The most complex builder is pod_builder.go. There may be opportunities to refactor it.

The "control" pattern was loosely inspired by Kubernetes source code.

Within the controller's Reconcile(...) method, the controller determines the order of operations of the separate Control objects.

On process start, each Control is initialized with a Diff and a Builder.

On each reconcile loop:

  1. The Builder builds the desired resources from the CRD.
  2. Control fetches a list of existing resources.
  3. Control uses Diff to compute a diff of the existing to the desired.
  4. Control makes changes based on what Diff reports.

The Control tests are integration tests where we mock out the Kubernetes API, but not the Builder or Diff. The tests run quickly (like unit tests) because we do not make any network calls.

The Diff object (type Diff[T client.Object] struct) took several iterations to get right. There is probably little need to tweak it further.

The hardest problem with diffing is determining updates. Essentially, Diff looks for a Revision() string method on the resource and sets a revision annotation. The revision is a simple fnv hash. It compares Revision to the existing annotation. If different, we know it's an update. We cannot compare equality of existing resources directly because Kubernetes adds additional annotations and fields.

Builders return a diff.Resource[T] which Diff can use. Therefore, Control does not need to adapt resources.

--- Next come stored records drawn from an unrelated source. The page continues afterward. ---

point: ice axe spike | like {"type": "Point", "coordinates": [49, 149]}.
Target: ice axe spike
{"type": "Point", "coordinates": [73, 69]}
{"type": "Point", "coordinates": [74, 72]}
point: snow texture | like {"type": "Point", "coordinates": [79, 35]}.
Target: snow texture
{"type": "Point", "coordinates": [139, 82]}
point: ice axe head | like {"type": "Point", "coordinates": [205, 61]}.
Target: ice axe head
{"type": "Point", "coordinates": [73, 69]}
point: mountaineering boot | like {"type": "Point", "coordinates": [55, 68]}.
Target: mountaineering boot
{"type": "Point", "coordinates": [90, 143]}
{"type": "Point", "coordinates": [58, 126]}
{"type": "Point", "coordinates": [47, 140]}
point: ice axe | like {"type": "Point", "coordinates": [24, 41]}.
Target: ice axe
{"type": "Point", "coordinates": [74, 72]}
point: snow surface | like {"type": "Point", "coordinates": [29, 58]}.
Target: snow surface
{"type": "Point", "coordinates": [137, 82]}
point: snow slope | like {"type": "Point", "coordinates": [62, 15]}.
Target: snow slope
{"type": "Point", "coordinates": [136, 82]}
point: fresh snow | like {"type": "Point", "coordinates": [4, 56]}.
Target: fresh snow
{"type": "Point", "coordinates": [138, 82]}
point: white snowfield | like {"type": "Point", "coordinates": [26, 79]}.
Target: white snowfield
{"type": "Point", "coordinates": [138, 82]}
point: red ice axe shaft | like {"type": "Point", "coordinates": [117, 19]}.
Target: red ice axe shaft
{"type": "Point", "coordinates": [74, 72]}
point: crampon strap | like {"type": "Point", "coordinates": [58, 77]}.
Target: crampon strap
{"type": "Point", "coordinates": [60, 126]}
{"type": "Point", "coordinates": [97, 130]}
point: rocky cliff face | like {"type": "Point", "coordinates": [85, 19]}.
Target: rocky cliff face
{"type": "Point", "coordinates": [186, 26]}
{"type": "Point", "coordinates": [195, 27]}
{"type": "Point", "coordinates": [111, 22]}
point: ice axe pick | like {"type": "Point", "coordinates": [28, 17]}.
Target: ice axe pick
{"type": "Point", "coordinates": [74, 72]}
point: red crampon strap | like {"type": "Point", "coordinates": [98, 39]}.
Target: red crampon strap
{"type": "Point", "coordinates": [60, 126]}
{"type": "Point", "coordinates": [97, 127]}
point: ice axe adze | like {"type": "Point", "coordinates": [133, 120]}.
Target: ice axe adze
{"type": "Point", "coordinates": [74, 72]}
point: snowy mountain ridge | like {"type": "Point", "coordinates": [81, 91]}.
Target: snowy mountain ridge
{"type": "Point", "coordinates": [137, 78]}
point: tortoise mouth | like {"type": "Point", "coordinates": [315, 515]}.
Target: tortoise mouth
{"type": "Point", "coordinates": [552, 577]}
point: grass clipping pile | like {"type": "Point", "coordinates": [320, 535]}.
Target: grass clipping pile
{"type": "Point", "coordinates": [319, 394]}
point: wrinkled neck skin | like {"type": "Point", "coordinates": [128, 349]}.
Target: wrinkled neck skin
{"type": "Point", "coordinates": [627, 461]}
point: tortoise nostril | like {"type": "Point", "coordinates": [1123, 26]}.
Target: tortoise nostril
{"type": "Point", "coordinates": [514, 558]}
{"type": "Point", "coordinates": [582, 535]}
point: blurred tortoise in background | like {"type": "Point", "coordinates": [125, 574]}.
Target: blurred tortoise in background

The fnv hash is computed from a resource's JSON representation, which has proven to be stable.

Special Note on Updating Status

There are several controllers that update a CosmosFullNode's status subresource:

  • CosmosFullNode
  • ScheduledVolumeSnapshot
  • SelfHealing

Each update to the status subresource triggers another reconcile loop. We found multiple controllers updating status caused race conditions. Updates were not applied or applied incorrectly. Some controllers read the status to take action, so it's important to preserve the integrity of the status.

Therefore, you must use the special SyncUpdate(...) method from fullnode.StatusClient. It ensures updates are performed serially per CosmosFullNode.

Sentries

Sentries are special because you should not include a readiness probe due to the way Tendermint/Comet remote signing works.

The remote signer reaches out to the sentry on the privval port. This is the inverse of what you'd expect, the sentry reaching out to the remote signer.

If the sentry does not detect a remote signer connection, it crashes. And the stable way to connect to a pod is through a Kube Service. So we have a chicken or egg problem. The sentry must be "ready" to be added to the Service, but the remote signer must connect to the sentry through the Service so it doesn't crash.

Therefore, the CosmosFullNode controller inspects Tendermint/Comet as part of its rolling update strategy - not just pod readiness state.

CacheController

The CacheController is special in that it does not manage a CRD.

It periodically polls every pod for its Tendermint/Comet status such as block height. The polling is done in the background. It's a controller because it needs the reconcile loop to update which pods it needs to poll.

The CacheController prevents slow reconcile loops. Previously, we queried this status on every reconcile loop.

When other controllers want Comet status, they always hit the cache controller.

Scheduled Volume Snapshot

Scheduled Volume Snapshot takes periodic backups.

To preserve data integrity, it will temporarily delete a pod, so it can capture a PVC snapshot without any process writing to it.

It uses a finite state machine pattern in the main reconcile loop.

StatefulJob

StatefulJob periodically runs a job on an interval (crontab not supported yet). The purpose is to run a job that attaches to a PVC created from a VolumeSnapshot.

It's the least developed of the CRDs.